18.03.2026, As cidades suíças, como centros econômicos e laboratórios de inovação do país, são fortemente afetadas pela limitação da imigração. A aceitação da iniciativa "Suíça sem 10 milhões" restringiria o acesso da economia suíça a profissionais urgentemente necessários, colocaria em questão o bem-sucedido caminho bilateral com a Europa e, assim, colocaria em risco o bem-estar do país. Portanto, a Associação das Cidades Suíças rejeita claramente a iniciativa.


Em 14 de junho de 2026, a Suíça votará sobre uma proposta de grande importância econômica, social e política europeia. A iniciativa popular "Suíça sem 10 milhões" pretende introduzir uma estrita limitação da população residente a 10 milhões. Isso ameaça a prosperidade, a qualidade de vida e os empregos, bem como o abastecimento básico na Suíça. Com a iniciativa, a escassez de mão-de-obra se agravaria consideravelmente, pois, devido ao desenvolvimento demográfico, mais pessoas se aposentam do que jovens entram no mercado de trabalho. Isso pioraria a já tensa situação em muitos setores, como assistência e saúde; a segurança do abastecimento sofreria e os tempos de espera aumentariam.
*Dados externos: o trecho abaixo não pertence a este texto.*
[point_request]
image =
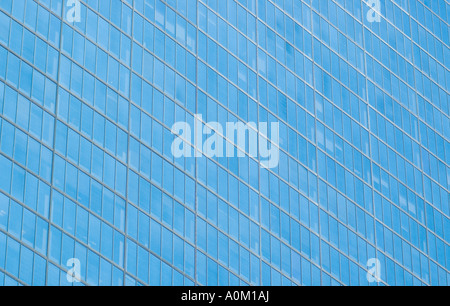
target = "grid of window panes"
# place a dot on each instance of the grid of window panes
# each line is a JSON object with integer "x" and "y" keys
{"x": 86, "y": 111}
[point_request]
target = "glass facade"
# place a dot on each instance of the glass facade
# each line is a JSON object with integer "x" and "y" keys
{"x": 90, "y": 90}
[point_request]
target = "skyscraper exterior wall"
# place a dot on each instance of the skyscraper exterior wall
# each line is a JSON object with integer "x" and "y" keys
{"x": 91, "y": 192}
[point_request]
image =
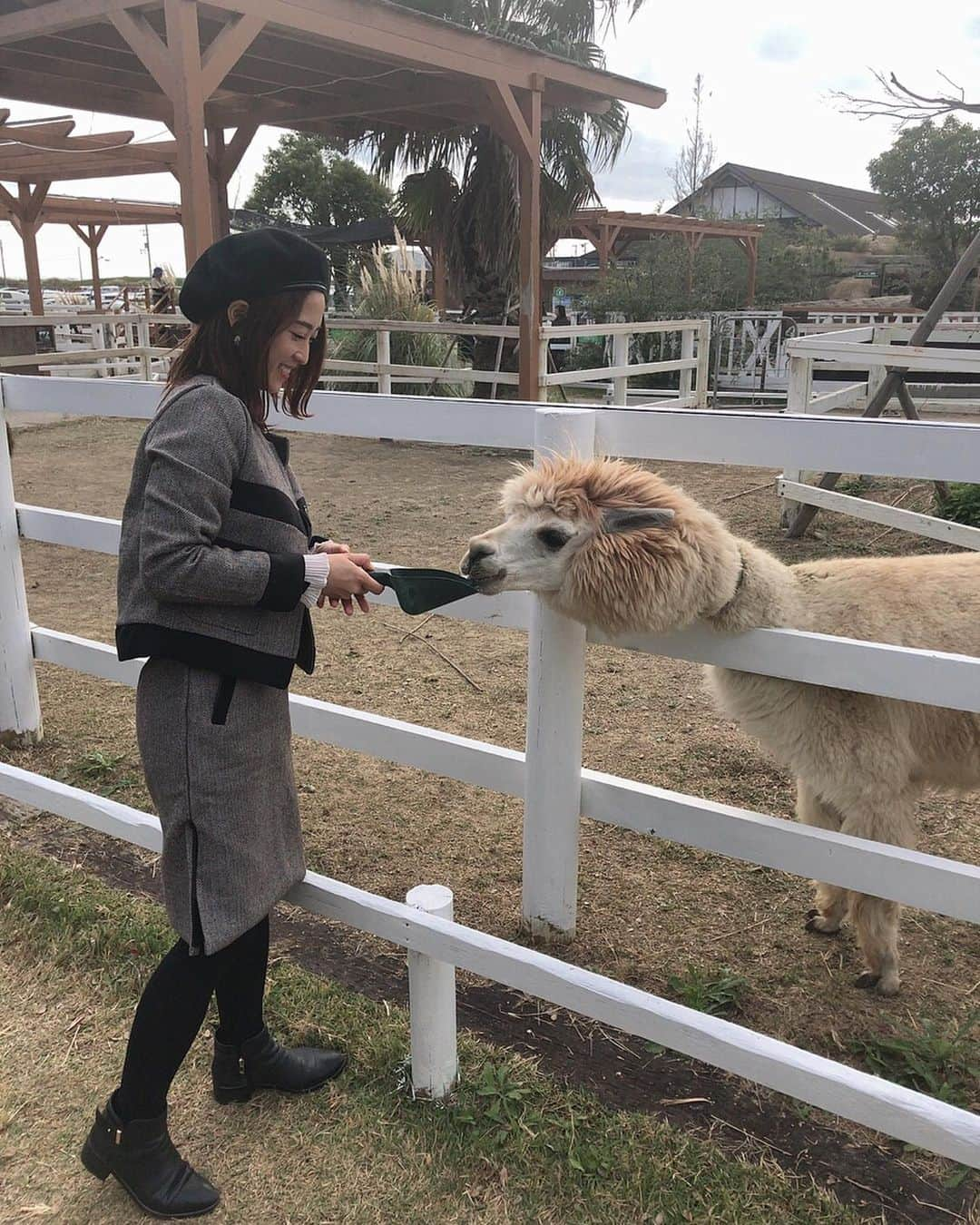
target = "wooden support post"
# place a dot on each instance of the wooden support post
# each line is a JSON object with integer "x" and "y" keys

Também faltariam profissionais nas áreas de TI, pesquisa, tecnologia ou energia, enfraquecendo a capacidade de inovação da Suíça. Os centros urbanos, como motores de inovação e berço de startups, seriam particularmente afetados. Por isso, a associação das cidades apoia a ampla aliança de política e economia contra a iniciativa.

Caso a iniciativa seja aceita, acordos internacionais teriam que ser rescindidos, especialmente os já comprovados acordos bilaterais com a UE. As cidades suíças, como os principais locais econômicos, dependem de mercados abertos e de uma rede internacional e, por isso, sempre apoiaram o caminho bilateral e a livre circulação de pessoas. Para as empresas suíças, o acesso regulamentado e confiável ao mercado interno da UE é fundamental, mas também precisam ter a possibilidade de recrutar mão-de-obra da UE de maneira desburocratizada e direcionada.
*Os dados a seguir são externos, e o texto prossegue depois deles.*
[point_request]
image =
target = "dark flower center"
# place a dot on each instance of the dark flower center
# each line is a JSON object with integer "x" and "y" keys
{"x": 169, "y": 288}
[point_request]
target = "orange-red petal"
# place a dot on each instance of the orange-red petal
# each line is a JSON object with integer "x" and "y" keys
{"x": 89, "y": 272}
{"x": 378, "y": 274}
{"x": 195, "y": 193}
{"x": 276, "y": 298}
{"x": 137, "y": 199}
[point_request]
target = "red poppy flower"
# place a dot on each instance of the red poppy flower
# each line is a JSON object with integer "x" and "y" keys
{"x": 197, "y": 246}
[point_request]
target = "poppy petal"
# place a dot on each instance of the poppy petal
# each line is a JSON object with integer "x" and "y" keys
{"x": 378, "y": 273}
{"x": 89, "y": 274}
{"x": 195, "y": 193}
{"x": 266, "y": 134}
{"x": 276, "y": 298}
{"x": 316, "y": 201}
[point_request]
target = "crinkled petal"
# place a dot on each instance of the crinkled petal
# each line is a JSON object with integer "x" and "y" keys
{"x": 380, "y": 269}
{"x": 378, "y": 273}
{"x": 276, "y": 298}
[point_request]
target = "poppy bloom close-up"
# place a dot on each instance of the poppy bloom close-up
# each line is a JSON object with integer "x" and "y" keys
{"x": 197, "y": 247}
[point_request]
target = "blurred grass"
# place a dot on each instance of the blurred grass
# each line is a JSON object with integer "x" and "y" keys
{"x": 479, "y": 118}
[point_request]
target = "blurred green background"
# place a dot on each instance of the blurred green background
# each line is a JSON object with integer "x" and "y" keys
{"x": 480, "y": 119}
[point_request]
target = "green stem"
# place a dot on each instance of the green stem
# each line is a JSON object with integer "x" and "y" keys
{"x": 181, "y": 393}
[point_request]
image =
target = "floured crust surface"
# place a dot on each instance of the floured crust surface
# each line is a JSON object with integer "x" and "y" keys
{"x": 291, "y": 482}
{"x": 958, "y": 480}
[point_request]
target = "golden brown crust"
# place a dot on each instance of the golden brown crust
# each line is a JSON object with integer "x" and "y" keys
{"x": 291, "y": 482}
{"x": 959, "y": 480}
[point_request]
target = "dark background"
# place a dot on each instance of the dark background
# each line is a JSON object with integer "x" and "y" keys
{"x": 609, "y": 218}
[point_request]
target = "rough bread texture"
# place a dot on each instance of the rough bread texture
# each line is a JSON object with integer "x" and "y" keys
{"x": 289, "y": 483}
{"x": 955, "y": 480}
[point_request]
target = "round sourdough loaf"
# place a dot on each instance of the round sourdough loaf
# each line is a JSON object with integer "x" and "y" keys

Além disso, com a iniciativa, a segurança do nosso país estaria em risco. Se, além disso, acordos como Schengen/Dublin caducassem, a cooperação policial seria dificultada e o sistema de asilo seria mais sobrecarregado - com impactos perceptíveis para os cantões e cidades.
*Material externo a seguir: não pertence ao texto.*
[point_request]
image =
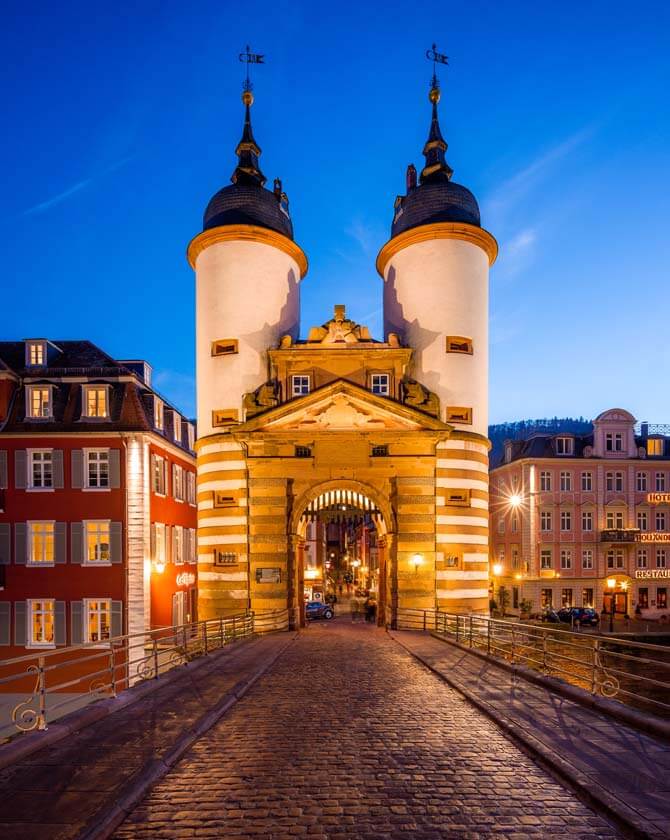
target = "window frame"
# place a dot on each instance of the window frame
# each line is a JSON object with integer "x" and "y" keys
{"x": 30, "y": 613}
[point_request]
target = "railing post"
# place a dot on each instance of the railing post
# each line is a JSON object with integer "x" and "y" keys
{"x": 42, "y": 719}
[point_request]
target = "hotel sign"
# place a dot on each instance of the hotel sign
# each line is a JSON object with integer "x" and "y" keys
{"x": 653, "y": 536}
{"x": 658, "y": 498}
{"x": 652, "y": 574}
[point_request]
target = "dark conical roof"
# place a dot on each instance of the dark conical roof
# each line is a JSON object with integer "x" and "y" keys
{"x": 437, "y": 198}
{"x": 246, "y": 201}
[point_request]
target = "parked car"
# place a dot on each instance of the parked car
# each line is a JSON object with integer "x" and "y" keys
{"x": 584, "y": 616}
{"x": 317, "y": 609}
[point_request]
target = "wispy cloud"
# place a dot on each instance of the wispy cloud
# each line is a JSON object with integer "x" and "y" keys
{"x": 48, "y": 203}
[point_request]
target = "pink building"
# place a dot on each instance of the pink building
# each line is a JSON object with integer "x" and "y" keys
{"x": 584, "y": 520}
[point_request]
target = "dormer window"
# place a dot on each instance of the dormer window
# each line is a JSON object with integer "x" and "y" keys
{"x": 614, "y": 442}
{"x": 299, "y": 386}
{"x": 96, "y": 401}
{"x": 380, "y": 383}
{"x": 36, "y": 353}
{"x": 565, "y": 446}
{"x": 38, "y": 402}
{"x": 159, "y": 414}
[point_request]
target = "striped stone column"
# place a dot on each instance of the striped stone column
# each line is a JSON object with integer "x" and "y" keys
{"x": 462, "y": 524}
{"x": 223, "y": 555}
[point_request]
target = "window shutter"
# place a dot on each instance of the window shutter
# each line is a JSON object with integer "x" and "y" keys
{"x": 77, "y": 469}
{"x": 117, "y": 618}
{"x": 115, "y": 543}
{"x": 5, "y": 543}
{"x": 20, "y": 469}
{"x": 114, "y": 468}
{"x": 76, "y": 622}
{"x": 60, "y": 542}
{"x": 57, "y": 466}
{"x": 186, "y": 545}
{"x": 20, "y": 624}
{"x": 59, "y": 620}
{"x": 5, "y": 622}
{"x": 20, "y": 543}
{"x": 77, "y": 542}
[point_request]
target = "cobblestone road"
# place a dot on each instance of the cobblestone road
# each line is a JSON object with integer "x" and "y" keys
{"x": 348, "y": 736}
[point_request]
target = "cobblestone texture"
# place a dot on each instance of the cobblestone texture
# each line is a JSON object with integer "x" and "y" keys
{"x": 348, "y": 736}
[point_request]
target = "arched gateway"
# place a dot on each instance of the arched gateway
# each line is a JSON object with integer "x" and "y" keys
{"x": 387, "y": 437}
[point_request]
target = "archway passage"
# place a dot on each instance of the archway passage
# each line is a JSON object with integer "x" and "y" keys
{"x": 341, "y": 556}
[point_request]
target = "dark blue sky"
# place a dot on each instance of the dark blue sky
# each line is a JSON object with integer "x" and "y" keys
{"x": 120, "y": 122}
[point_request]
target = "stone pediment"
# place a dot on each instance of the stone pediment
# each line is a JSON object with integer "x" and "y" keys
{"x": 342, "y": 406}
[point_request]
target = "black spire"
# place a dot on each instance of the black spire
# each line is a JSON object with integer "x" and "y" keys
{"x": 248, "y": 171}
{"x": 436, "y": 169}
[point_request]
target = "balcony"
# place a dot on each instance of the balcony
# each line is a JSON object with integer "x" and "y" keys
{"x": 619, "y": 535}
A experiência das cidades suíças mostra que o crescimento populacional traz desafios, mas ao mesmo tempo proporciona uma vida urbana diversificada e atraente. Uma população maior vem acompanhada de mais mão-de-obra, infraestrutura expandida, mais instituições educacionais e de cuidado, estabelecimentos culturais e uma variedade de ofertas gastronômicas. As cidades provaram repetidas vezes que podem lidar e moldar o crescimento na mobilidade, habitação e infraestrutura; por exemplo, através do investimento em transporte público, promoção de habitação social, desenvolvimento de novos bairros e desenvolvimento interno de qualidade. Os desafios existentes - como na habitação - só podem ser resolvidos com instrumentos políticos direcionados. Um limite rígido de população é a abordagem errada.

Nota da redação: Os direitos de imagem pertencem ao respetivo editor.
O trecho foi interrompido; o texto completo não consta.